In 1997, Vale and colleagues used dopamine followed by norepinephrine in 70 patients to obtain a target MAP of 90 mm Hg. The study also did not have a control group as it was considered a “pilot study.” 8 All patients had a swan ganz line and were initially resuscitated with fluids and blood prior to vasopressors. There was no comment on vasopressor complications requiring changes. The authors commented that they “arbitrarily selected the MAP of 85 mm Hg as the target even though it is considered high normal compared with non-injured males 15 to 30 years. A duration of seven days was chosen based on data from studies which indicate maximum cord edema and spinal cord vascular congestion occur between three and five days after spinal cord injury.” 30 Summarizing both studies the Consortium guidelines state: “The appropriate resuscitation end point and optimal mean arterial blood pressure for maintenance of spinal cord perfusion are not known. Further study is needed to define ideal MAP and the potential role for elevation of MAP with fluids or pharmacologic treatment.” 10 We attempted to further refine our findings to exclude added hemorrhagic shock patients and found similar complication and outcome results. Our current study highlights the need for further discussion regarding the difficulties and complications in attaining these incompletely studied MAP targets.

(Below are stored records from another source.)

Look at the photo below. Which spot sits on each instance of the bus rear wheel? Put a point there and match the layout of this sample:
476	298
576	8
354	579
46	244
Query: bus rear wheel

Although the current study was retrospectively performed by a single institute, according to the multivariate analysis, neurological improvements were significantly associated with early surgical timing (<24 h after SCI) as with other prospective studies. 14 This finding was reduced to a trend when mixed hemorrhagic shock patients were removed. In our initial cohort, 98 out of 131 patients with SCI underwent surgery, and acute stage surgery (<24 h after SCI) was performed in 27.5% (n=27), which is similar to other studies. 15,16 It has been stated that the 24-h cutoff must be the most feasible time window during which surgical decompression had the promise to obtain a neuroprotective effect. 14 Given our findings, surgical timing should be included in any further prospective trials evaluating vasopressor choices and MAP targets.
Limitations
Some limitations of the study include the small overall number of patients that received vasopressors in each group, which might reflect selection bias. This study also does not specifically address whether MAP guidelines are effective in improving outcome. Although we did gather discharge outcomes for all patients, we do not have long-term post-injury ASIA scores given the large number of discharge/rehabilitation facilities involved and the lack of one year standardized testing. We did not have a meaningful number of patients with ephedrine as either a first or second choice vasopressor and thus cannot comment on the effectiveness of this vasopressor.
Conclusions
In summary, vasopressor use for MAP goals in spinal cord injured patients results in a concerning complication rate requiring multiple vasopressor changes. Dopamine has significantly higher complication rates than other vasopressors and a concerning rate of serious arrhythmias and ischemia. Older patients and those with more severe injuries are especially at risk. Given the continuing questions regarding this therapy, additional vasopressors such as norepinephrine should be studied with different MAP goals to evaluate neurological improvement and avoid preventable complications.
Author Disclosure Statement
No competing financial interests exist.